“Conservation is a state of harmony between
men and land.”
The headwaters of the South Llano River (Figure 1) begin about 2,300 feet above sea level in the heart of the Edwards Plateau, a 24,000 square mile upland region. This region roughly extends from the Pecos River on the west to the Balcones Escarpment (Austin to San Antonio to Del Rio) on the east and south. Capping the Edwards Plateau is thick limestone rock that dissolved over time to form what is considered the largest continuous karst [i] areas in the United States.
The South Llano River flows intermittently in its first 35 miles across the plateau. But where the river and its tributaries have carved canyons into the limestone cap, the water stored in the karst features of the plateau emerges as springs along the canyon walls. The springs, located at an elevation of approximately 1,900 feet, have historically supplied constant flow for the river’s final 20 miles to Junction. At Junction, appropriately known as the “Land of Living Waters”, the South Llano joins the North Llano River, becoming the Llano River for the final 100-mile journey to Lake LBJ in the chain of water-supply reservoirs known as the Highland Lakes.
Figure 1. Map of North and South Llano Rivers and surrounding area
The South Llano River flows through Edwards and Kimble counties. These counties can be characterized as agricultural, primarily consisting of ranches used for livestock production, and along the bottomlands, some pecan and hay production. A large source of income for these ranches is hunting leases for white tail deer and exotic species. Tourism, primarily associated with recreation along the South Llano is also important aspect of the economy. Some natural gas production occurs in the headwaters of the river.

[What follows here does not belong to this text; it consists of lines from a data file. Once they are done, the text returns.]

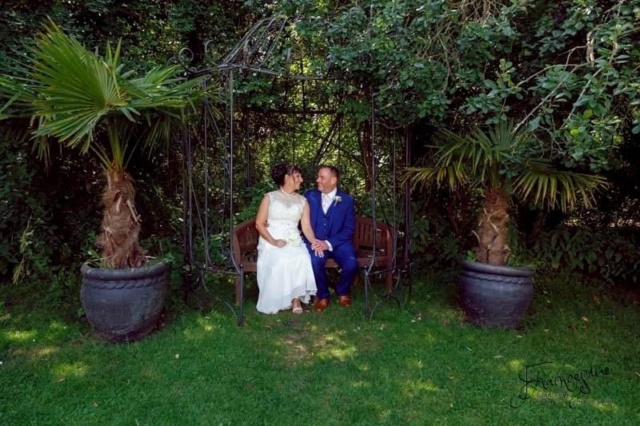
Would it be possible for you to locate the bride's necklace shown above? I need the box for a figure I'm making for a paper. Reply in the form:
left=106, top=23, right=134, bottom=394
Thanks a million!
left=280, top=187, right=296, bottom=197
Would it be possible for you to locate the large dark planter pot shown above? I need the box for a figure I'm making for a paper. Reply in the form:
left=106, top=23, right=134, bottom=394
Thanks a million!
left=459, top=261, right=534, bottom=328
left=80, top=262, right=169, bottom=342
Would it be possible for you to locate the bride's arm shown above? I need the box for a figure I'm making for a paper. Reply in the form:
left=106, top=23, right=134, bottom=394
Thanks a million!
left=256, top=194, right=286, bottom=247
left=300, top=201, right=324, bottom=257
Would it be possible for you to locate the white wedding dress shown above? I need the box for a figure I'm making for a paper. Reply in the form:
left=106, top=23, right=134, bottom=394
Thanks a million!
left=256, top=191, right=317, bottom=314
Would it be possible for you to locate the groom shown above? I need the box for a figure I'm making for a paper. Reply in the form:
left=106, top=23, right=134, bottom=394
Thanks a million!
left=304, top=165, right=358, bottom=312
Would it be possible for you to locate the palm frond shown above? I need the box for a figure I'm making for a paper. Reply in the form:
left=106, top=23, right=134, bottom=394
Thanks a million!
left=514, top=159, right=607, bottom=211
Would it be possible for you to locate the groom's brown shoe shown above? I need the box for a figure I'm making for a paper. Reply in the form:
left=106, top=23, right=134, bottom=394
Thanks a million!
left=314, top=299, right=329, bottom=312
left=338, top=294, right=351, bottom=307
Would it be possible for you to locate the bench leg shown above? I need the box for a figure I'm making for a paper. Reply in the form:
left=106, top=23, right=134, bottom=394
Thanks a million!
left=236, top=275, right=243, bottom=306
left=385, top=272, right=393, bottom=294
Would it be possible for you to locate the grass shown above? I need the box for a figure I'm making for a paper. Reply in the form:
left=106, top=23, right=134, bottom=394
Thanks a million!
left=0, top=277, right=640, bottom=425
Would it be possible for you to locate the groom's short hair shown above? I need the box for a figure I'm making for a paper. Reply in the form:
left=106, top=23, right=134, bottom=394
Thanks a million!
left=318, top=164, right=340, bottom=180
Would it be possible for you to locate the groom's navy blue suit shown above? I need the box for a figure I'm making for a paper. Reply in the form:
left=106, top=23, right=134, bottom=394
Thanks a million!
left=304, top=189, right=358, bottom=299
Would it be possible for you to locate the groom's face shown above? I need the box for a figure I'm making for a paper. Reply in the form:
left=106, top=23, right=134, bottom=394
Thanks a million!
left=316, top=168, right=338, bottom=194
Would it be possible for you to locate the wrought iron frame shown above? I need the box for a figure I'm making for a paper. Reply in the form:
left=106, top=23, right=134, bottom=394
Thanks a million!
left=177, top=17, right=412, bottom=325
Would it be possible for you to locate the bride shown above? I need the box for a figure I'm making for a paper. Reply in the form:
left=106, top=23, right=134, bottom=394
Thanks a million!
left=256, top=164, right=322, bottom=314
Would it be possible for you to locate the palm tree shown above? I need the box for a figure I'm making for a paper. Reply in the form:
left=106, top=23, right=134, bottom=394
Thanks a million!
left=405, top=121, right=606, bottom=265
left=0, top=23, right=210, bottom=268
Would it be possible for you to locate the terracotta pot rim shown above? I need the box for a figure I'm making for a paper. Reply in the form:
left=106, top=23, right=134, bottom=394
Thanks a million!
left=462, top=260, right=535, bottom=277
left=80, top=260, right=170, bottom=279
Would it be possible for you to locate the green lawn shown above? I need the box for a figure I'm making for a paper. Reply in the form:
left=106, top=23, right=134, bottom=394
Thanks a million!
left=0, top=274, right=640, bottom=425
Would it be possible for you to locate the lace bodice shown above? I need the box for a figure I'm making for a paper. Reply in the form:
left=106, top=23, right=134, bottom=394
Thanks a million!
left=267, top=190, right=307, bottom=229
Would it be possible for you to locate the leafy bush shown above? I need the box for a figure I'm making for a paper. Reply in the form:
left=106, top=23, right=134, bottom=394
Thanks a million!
left=531, top=226, right=640, bottom=286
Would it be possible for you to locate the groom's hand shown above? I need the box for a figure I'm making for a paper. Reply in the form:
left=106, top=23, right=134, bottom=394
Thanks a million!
left=311, top=240, right=329, bottom=251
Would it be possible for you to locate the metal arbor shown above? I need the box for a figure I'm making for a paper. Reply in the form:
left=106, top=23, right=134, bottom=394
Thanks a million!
left=180, top=17, right=411, bottom=325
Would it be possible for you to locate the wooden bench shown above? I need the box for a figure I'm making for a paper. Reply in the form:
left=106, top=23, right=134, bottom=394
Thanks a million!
left=232, top=216, right=395, bottom=304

The current population of Kimble County is 4,570, with Junction, the county seat, accounting for about 58% of the county’s population. The 1,150 inhabitants of Rocksprings, the county seat of Edwards County, also make up 58% of that county’s total population (1,987). Kimble County has experienced a 2.3% growth rate since 2000, while Edwards County has experienced a 10.5% reduction in population since 2000. However, population figures alone do not provide a clear picture of the demographics in these counties. For example, of the 9,000 parcels in Kimble County, non-Kimble county residents own 55% percent, and non-Texas residents own an additional 5%. Likewise, it is estimated that absentee landowners account for about 70% of the property owners in Edwards County.
[i] Karst areas include features such as caves, sinkholes, and subsurface drainage networks, or conduits.